Analysts expect the RBI to go for an out-of-turn rate cut — earlier than the scheduled meeting of its monetary policy committee next month — to prop up the economy, hit by the coronavirus, with falling inflation providing it a ballast to cut the rates.
A fall in crude oil prices, which is expected to have a positive rub-off on inflation, and lower retail inflation for February have added to the optimism of an impending cut from the central bank.
“While we are expecting a 25-50 basis point cut in the repo rate, the key question is only if it will happen in the April policy meeting or whether the RBI will take a pro-active step and go for an inter-meeting policy cut in the next few days,” an analyst said.
The MPC is scheduled to meet between March 31 and April 2.
Data released by the government on Thursday showed CPI inflation declining sharply to 6.58 per cent in February from a 68-month high of 7.59 per cent in the previous month.

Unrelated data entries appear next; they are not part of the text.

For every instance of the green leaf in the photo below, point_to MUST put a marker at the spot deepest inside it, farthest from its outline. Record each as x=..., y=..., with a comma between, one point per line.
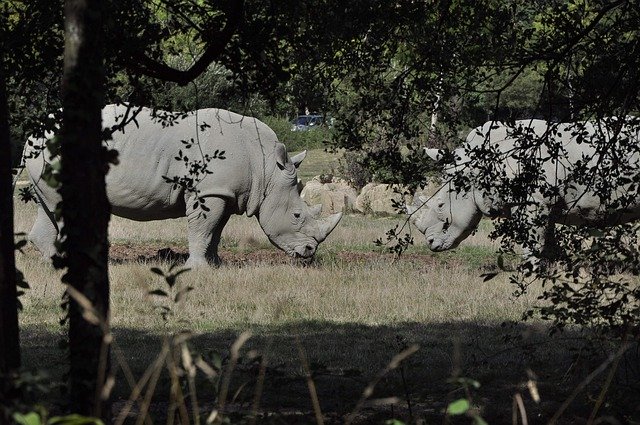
x=157, y=271
x=458, y=407
x=31, y=418
x=74, y=420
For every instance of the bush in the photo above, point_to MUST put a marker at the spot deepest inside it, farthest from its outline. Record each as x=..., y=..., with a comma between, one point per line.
x=318, y=138
x=353, y=170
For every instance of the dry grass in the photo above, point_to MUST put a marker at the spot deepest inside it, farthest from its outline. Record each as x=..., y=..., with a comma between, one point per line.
x=353, y=310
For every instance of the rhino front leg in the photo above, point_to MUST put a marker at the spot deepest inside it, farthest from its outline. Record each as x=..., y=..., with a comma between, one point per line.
x=44, y=234
x=205, y=229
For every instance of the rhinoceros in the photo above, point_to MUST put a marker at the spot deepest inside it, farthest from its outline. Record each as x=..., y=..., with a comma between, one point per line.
x=249, y=172
x=453, y=213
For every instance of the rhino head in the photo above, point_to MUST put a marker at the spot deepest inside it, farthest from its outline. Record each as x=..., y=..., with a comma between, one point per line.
x=449, y=216
x=289, y=223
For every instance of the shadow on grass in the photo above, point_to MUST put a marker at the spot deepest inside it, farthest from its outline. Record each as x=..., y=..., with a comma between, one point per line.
x=345, y=357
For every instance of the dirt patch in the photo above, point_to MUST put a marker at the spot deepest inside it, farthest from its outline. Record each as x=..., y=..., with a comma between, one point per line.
x=123, y=253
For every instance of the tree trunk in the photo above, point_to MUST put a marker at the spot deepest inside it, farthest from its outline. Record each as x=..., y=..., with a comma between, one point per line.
x=85, y=208
x=9, y=335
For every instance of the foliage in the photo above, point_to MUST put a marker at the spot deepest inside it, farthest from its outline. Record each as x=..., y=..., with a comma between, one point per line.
x=467, y=61
x=316, y=138
x=33, y=418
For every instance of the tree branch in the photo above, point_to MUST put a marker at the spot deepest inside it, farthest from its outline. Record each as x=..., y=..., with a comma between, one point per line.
x=140, y=63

A note from the economic research wing of SBI said inflation was expected to slide below 6 per cent in March 2020 and is likely to be close to 5 per cent in August.
The six-member monetary policy committee (MPC) had in its previous meeting in February left the repo rates unchanged because of concerns over inflation.
A report from a foreign brokerage said with a heightened risk of deterioration in global growth, the RBI is likely to go for an inter-meeting repo rate cut of 25-40 basis points.
“Given the evolving macroeconomic situation and deteriorating global backdrop, we believe the risks of an inter-meeting cut of 25-40 basis points have increased materially,” Barclays said in the note.
Even if the RBI does not make an inter-meeting move, it will cut the benchmark repo rate by at least 65 basis points by June, with risks biased towards more easing, the analysts at Barclays said.